* Re: soft-lockups in sunvnet
@ 2014-08-08 18:46 David Miller
2014-08-08 18:55 ` Sowmini Varadhan
` (4 more replies)
0 siblings, 5 replies; 6+ messages in thread
From: David Miller @ 2014-08-08 18:46 UTC (permalink / raw)
To: sparclinux
From: Sowmini Varadhan <sowmini.varadhan@oracle.com>
Date: Fri, 8 Aug 2014 14:39:39 -0400
> The tasklet mechanims for kicking of netif_wake_queue works quite
> well, and is simple enough to do.
So you are able to successfully trigger the tasklet from vnet_event(),
and have that tasklet do the queue wakeups?
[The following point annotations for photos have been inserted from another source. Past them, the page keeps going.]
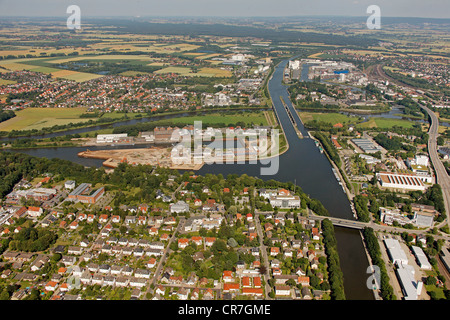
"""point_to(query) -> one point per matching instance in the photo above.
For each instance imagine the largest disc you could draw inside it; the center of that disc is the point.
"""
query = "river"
(302, 164)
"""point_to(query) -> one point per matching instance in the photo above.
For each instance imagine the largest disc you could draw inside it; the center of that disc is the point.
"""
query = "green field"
(386, 123)
(203, 72)
(6, 82)
(330, 117)
(38, 118)
(248, 118)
> But once I removed the heuristic exponential backoff/retry for
> vnet_send_ack(), I'm freqently not able to send any DRING_STOPPED
> messages, and that seems to freeze all access even over the switch-port
> to the VM (even though, afaict, netif_stop_queue has not been called.
>
> If we can't send the LDC ack from vnet_event, we need to reset
> this peer, but vio_conn_reset() is a no-op. Recovering from here
> is going to be quite sticky.
But removing the backoff logic from __vnet_tx_trigger() does work,
right?
I don't think vnet_walk_rx() is really able to handle any kind of real
failures from vnet_send_ack() properly. If we send one or more
VIO_DRING_ACTIVE ACKs and then can't send the VIO_DRING_STOPPED one
out, the ring will likely be left in an inconsistent state.
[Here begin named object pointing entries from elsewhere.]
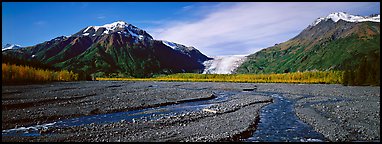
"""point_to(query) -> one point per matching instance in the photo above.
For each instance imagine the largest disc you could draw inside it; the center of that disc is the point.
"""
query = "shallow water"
(279, 123)
(131, 116)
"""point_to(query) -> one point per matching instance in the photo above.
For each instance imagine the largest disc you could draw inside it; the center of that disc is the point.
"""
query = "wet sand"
(355, 113)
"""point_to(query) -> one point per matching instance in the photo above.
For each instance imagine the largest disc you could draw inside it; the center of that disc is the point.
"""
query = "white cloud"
(244, 28)
(101, 17)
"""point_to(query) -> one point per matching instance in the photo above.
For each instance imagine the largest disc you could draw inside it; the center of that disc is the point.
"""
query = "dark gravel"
(340, 113)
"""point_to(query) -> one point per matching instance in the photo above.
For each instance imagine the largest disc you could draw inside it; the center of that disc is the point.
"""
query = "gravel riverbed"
(340, 113)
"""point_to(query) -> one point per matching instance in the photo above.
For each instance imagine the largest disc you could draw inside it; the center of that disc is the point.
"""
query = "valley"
(186, 111)
(115, 82)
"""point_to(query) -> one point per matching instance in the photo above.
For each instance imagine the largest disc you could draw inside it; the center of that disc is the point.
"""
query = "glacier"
(223, 64)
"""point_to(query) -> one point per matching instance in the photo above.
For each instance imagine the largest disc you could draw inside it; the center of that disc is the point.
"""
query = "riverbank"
(340, 113)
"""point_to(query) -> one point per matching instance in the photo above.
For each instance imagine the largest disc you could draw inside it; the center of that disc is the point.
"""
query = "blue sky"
(225, 28)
^ permalink raw reply [flat|nested] 6+ messages in thread
* Re: soft-lockups in sunvnet
2014-08-08 18:46 soft-lockups in sunvnet David Miller
@ 2014-08-08 18:55 ` Sowmini Varadhan
2014-08-08 19:59 ` David Miller
` (3 subsequent siblings)
4 siblings, 0 replies; 6+ messages in thread
From: Sowmini Varadhan @ 2014-08-08 18:55 UTC (permalink / raw)
To: sparclinux
On (08/08/14 11:46), David Miller wrote:
> Date: Fri, 08 Aug 2014 11:46:01 -0700 (PDT)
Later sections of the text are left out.